My new favorite phrase of the week is ”perverse incentive,” a concept and a construct that seems to suit the arts and culture world in so many ways. The term describes a policy that is intended to promote one outcome, but that instead creates the opposite, or fosters a countervailing negative effect. Some examples from the Wikipedia entry:
- Funding fire departments by the number of fire calls made is intended to reward the fire departments that do the most work. However, it may discourage them from fire-prevention activities, which reduce the number of fires.
- The U.S. Endangered Species Act imposes land-use restrictions without compensation on people who have endangered or threatened species on their property. The intention is to protect at-risk species, but in practice this causes landowners to make their land unsuitable for the protected species, so the species will go elsewhere, and the government will leave them alone. This can cause more harm to species than if the ESA did not exist.

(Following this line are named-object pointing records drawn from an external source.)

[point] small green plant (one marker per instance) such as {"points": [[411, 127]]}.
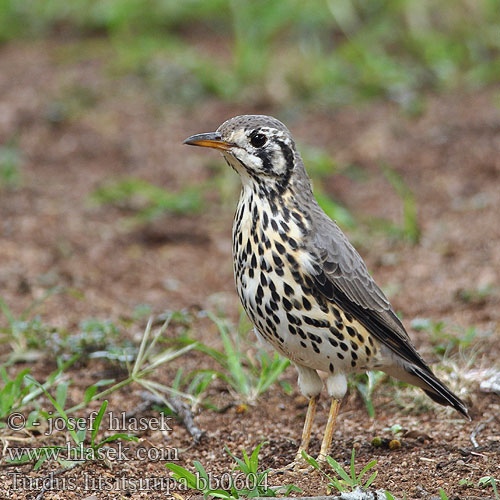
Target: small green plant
{"points": [[366, 383], [146, 362], [446, 338], [147, 200], [253, 484], [247, 375], [489, 481], [442, 494], [10, 164], [344, 482], [20, 391], [410, 229]]}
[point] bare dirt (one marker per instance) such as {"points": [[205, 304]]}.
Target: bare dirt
{"points": [[51, 235]]}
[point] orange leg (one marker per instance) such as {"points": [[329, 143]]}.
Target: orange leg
{"points": [[306, 432], [327, 438]]}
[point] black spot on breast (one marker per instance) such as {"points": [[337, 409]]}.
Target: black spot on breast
{"points": [[284, 226], [315, 338], [337, 334], [265, 220], [351, 331], [277, 260], [293, 319], [318, 323], [281, 249], [286, 213], [253, 262]]}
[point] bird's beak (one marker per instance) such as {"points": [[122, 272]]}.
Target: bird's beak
{"points": [[208, 140]]}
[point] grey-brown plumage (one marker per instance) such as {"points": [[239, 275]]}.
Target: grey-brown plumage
{"points": [[303, 285]]}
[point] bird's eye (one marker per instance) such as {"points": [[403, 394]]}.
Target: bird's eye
{"points": [[258, 140]]}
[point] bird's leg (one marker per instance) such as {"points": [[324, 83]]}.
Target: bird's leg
{"points": [[327, 437], [306, 431]]}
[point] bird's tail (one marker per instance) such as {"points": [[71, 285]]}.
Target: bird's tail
{"points": [[422, 377], [436, 390]]}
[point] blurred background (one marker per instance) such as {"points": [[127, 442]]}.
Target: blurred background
{"points": [[106, 218]]}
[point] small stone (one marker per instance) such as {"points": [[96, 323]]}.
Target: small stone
{"points": [[395, 444]]}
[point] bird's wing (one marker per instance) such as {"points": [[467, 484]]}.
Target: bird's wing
{"points": [[341, 276]]}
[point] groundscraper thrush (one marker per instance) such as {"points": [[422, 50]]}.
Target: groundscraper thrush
{"points": [[303, 285]]}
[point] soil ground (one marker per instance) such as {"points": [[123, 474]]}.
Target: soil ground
{"points": [[50, 235]]}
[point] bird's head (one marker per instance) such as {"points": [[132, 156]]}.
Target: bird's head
{"points": [[260, 148]]}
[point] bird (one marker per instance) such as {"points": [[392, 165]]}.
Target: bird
{"points": [[304, 287]]}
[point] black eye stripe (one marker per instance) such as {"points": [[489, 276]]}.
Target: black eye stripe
{"points": [[257, 140]]}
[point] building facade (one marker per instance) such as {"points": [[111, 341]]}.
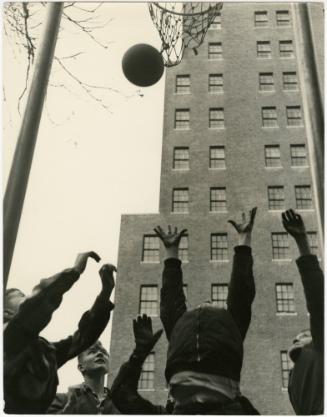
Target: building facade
{"points": [[234, 137]]}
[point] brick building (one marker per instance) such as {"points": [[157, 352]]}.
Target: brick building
{"points": [[234, 137]]}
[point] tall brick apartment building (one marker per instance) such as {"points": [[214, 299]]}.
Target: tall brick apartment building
{"points": [[235, 136]]}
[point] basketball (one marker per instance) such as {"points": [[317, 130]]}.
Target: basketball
{"points": [[143, 65]]}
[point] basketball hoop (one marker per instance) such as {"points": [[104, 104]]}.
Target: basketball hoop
{"points": [[182, 25]]}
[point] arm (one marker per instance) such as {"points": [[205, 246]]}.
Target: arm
{"points": [[92, 323], [241, 290], [172, 298], [124, 388], [311, 275]]}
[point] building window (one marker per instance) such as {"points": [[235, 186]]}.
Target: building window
{"points": [[219, 247], [298, 155], [149, 300], [276, 198], [313, 242], [272, 156], [182, 119], [216, 83], [218, 199], [263, 49], [219, 294], [280, 245], [269, 117], [286, 49], [180, 200], [283, 17], [290, 81], [285, 298], [217, 157], [216, 118], [181, 158], [146, 380], [215, 50], [294, 115], [150, 249], [286, 366], [303, 197], [260, 18], [216, 23], [266, 81], [183, 249], [183, 84]]}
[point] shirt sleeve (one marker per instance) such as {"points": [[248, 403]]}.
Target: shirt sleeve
{"points": [[172, 298], [241, 291], [313, 284]]}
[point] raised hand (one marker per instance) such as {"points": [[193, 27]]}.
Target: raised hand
{"points": [[81, 260]]}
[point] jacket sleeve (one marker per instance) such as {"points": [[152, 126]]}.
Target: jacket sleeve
{"points": [[313, 284], [241, 291], [90, 328], [36, 311], [172, 298], [124, 390]]}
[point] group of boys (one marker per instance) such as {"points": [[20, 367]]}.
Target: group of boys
{"points": [[205, 344]]}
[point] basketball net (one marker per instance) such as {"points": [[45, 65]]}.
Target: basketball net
{"points": [[182, 25]]}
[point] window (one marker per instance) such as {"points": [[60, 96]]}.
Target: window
{"points": [[272, 156], [181, 158], [294, 115], [303, 197], [285, 298], [219, 247], [261, 19], [183, 249], [149, 300], [269, 117], [146, 380], [219, 293], [150, 249], [298, 155], [286, 366], [180, 200], [266, 81], [216, 23], [216, 83], [280, 245], [218, 199], [263, 49], [216, 118], [217, 157], [286, 49], [276, 198], [215, 50], [182, 119], [282, 17], [290, 81], [183, 84]]}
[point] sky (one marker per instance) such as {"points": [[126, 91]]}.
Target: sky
{"points": [[90, 164]]}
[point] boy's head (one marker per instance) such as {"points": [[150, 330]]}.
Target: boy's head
{"points": [[12, 300], [301, 340], [95, 359]]}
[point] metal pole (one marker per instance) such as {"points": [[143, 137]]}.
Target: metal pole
{"points": [[313, 107], [22, 161]]}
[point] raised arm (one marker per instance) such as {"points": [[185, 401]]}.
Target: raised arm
{"points": [[172, 298], [311, 276], [124, 388], [241, 290]]}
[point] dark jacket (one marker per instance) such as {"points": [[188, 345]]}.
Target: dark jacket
{"points": [[306, 382], [30, 361], [80, 399], [207, 339]]}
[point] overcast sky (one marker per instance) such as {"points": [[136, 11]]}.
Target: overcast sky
{"points": [[90, 165]]}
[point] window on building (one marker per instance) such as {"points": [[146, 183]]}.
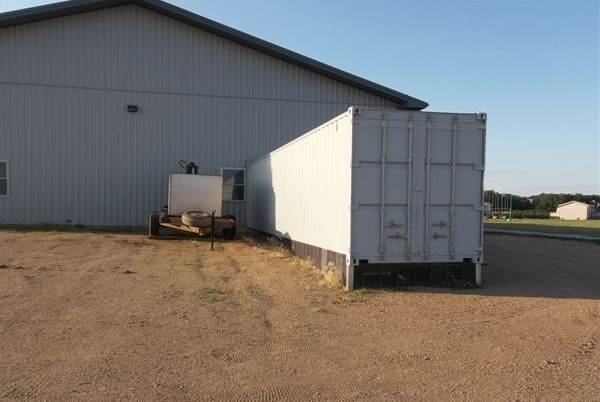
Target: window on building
{"points": [[3, 178], [233, 184]]}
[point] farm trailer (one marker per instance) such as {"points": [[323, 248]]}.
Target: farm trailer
{"points": [[382, 197]]}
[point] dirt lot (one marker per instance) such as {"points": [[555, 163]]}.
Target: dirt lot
{"points": [[119, 316]]}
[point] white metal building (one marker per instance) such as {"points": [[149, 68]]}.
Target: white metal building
{"points": [[100, 99], [573, 210]]}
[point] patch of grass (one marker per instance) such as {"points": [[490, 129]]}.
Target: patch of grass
{"points": [[548, 226]]}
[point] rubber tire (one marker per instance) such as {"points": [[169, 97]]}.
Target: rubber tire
{"points": [[197, 219], [153, 224]]}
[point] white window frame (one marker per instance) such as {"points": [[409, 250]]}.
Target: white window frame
{"points": [[243, 185], [5, 162]]}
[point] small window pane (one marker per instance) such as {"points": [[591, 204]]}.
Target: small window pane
{"points": [[233, 184], [231, 177]]}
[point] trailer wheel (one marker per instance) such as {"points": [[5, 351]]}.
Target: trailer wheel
{"points": [[153, 225], [229, 234], [196, 218]]}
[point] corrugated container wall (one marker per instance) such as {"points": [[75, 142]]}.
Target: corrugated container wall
{"points": [[74, 153], [377, 187]]}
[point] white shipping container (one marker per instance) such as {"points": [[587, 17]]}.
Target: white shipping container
{"points": [[377, 187]]}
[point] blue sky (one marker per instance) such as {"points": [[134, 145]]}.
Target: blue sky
{"points": [[531, 65]]}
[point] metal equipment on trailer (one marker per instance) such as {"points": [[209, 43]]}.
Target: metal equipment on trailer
{"points": [[194, 206]]}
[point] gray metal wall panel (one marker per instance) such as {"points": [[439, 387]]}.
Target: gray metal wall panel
{"points": [[77, 156]]}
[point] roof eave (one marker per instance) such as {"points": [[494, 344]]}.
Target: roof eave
{"points": [[66, 8]]}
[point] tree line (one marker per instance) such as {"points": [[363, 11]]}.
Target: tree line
{"points": [[541, 205]]}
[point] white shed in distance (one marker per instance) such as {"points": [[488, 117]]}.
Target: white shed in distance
{"points": [[573, 210]]}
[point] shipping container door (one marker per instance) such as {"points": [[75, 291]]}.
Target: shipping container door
{"points": [[417, 181], [381, 180]]}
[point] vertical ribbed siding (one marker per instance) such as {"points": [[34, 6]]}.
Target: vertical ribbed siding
{"points": [[77, 156]]}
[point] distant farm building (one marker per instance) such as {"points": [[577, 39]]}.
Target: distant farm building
{"points": [[573, 210]]}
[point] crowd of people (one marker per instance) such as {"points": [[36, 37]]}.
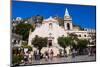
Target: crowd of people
{"points": [[29, 56]]}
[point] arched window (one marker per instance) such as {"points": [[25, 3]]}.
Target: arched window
{"points": [[50, 25], [68, 26]]}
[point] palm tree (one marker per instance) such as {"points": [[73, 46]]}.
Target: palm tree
{"points": [[39, 42], [64, 42]]}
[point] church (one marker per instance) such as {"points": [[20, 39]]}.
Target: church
{"points": [[51, 29]]}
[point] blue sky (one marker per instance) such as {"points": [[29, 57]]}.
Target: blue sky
{"points": [[85, 16]]}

- Paying architects and engineers according to what is spent on a project leads to excessively costly projects.
- Where libraries, universities, and similar institutions charge a higher
fee for copying than for printing, users may print multiple copies of a
document, which could cost the institution more than free copying would.
It’s a sub-species of the ”unintended consequence,” but a particularly insidious one. Here are just a few from the arts that pop into my head:
- To focus grantmaking, funders restrict money to project costs (refusing to fund overhead), leading arts organizations to either pad their variable costs to compensate, ignore the overhead in their strategic assessment of whether to accept the grant, or distort their own understanding of what a project or program actually costs. As a result, the funders help create grantees who are less strategic, less transparent, and less able to contain costs.

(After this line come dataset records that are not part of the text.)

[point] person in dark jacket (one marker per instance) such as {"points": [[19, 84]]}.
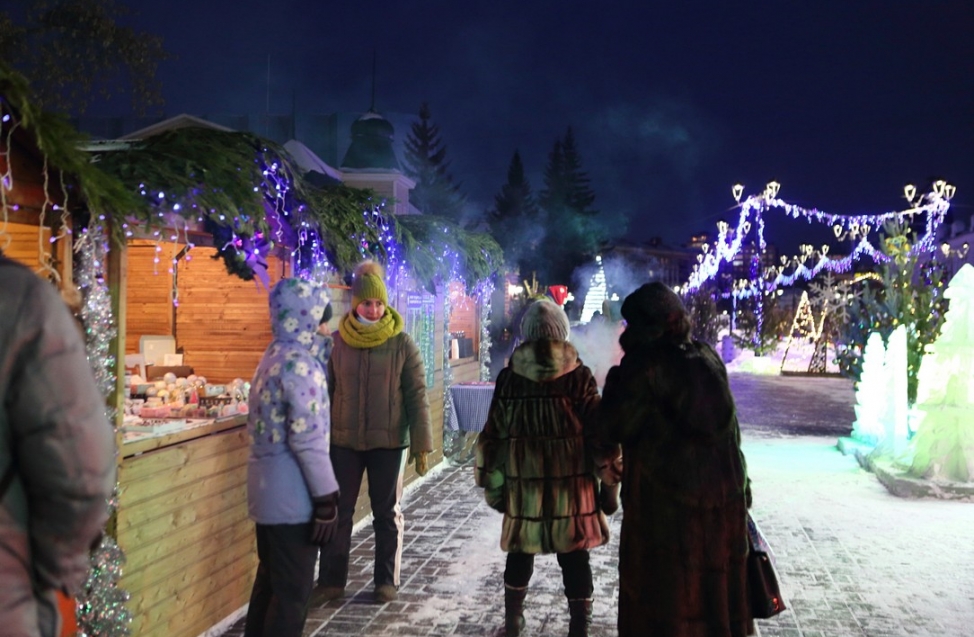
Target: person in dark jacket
{"points": [[537, 460], [57, 454], [685, 490], [379, 411]]}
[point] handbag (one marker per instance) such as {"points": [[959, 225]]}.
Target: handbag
{"points": [[762, 581]]}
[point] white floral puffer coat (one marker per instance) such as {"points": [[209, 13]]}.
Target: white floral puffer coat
{"points": [[289, 413]]}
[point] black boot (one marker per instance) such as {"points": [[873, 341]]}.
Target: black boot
{"points": [[581, 617], [514, 610]]}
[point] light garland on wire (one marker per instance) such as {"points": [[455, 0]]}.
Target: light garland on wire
{"points": [[101, 607], [729, 243]]}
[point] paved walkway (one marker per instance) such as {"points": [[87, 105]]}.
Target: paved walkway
{"points": [[854, 561]]}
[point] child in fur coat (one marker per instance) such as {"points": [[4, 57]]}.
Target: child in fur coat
{"points": [[537, 460]]}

- Cultural facility projects place specialists and major funders in primary control of the design process, to ensure that the perceived primary constituents are connected to the outcomes. However, this narrow focus of constituents often leaves out the primary power-users of the building — the audience, the front-line staff, and the custodial team. The outcome is often a building that inhibits mission delivery, rather than enhances it.
- Development officers are evaluated on year-to-year increases in total contributions, leading to slash-and-burn development strategies and high staff turnover, rather than long-term relationship building and life-of-the-donor value strategies.
That’s just off the top of my head. Where in your organizaiton, or among your funders, have you noticed perverse incentives?
John E. Graham says
After thirty years of managing arts organizations, I agree that the unintended consequences you describe have lives of their own. One of my favorites is cutting advertising to reduce cost without any idea of the impact on revenue.
Heather Clark says
I concur with John’s example and on an even larger scale marketing budgets in general. Consistently arts organizations cut their marketing budgets to balance their annual budget, leaving their marketing department with no money to reach existing and new audiences. You then rely on PR to hopefully get people in the door to see your project, but with shrinking newspaper coverage that can no longer cover you. Understandably your sales end up down and in the next year the marketing budget gets trimmed again.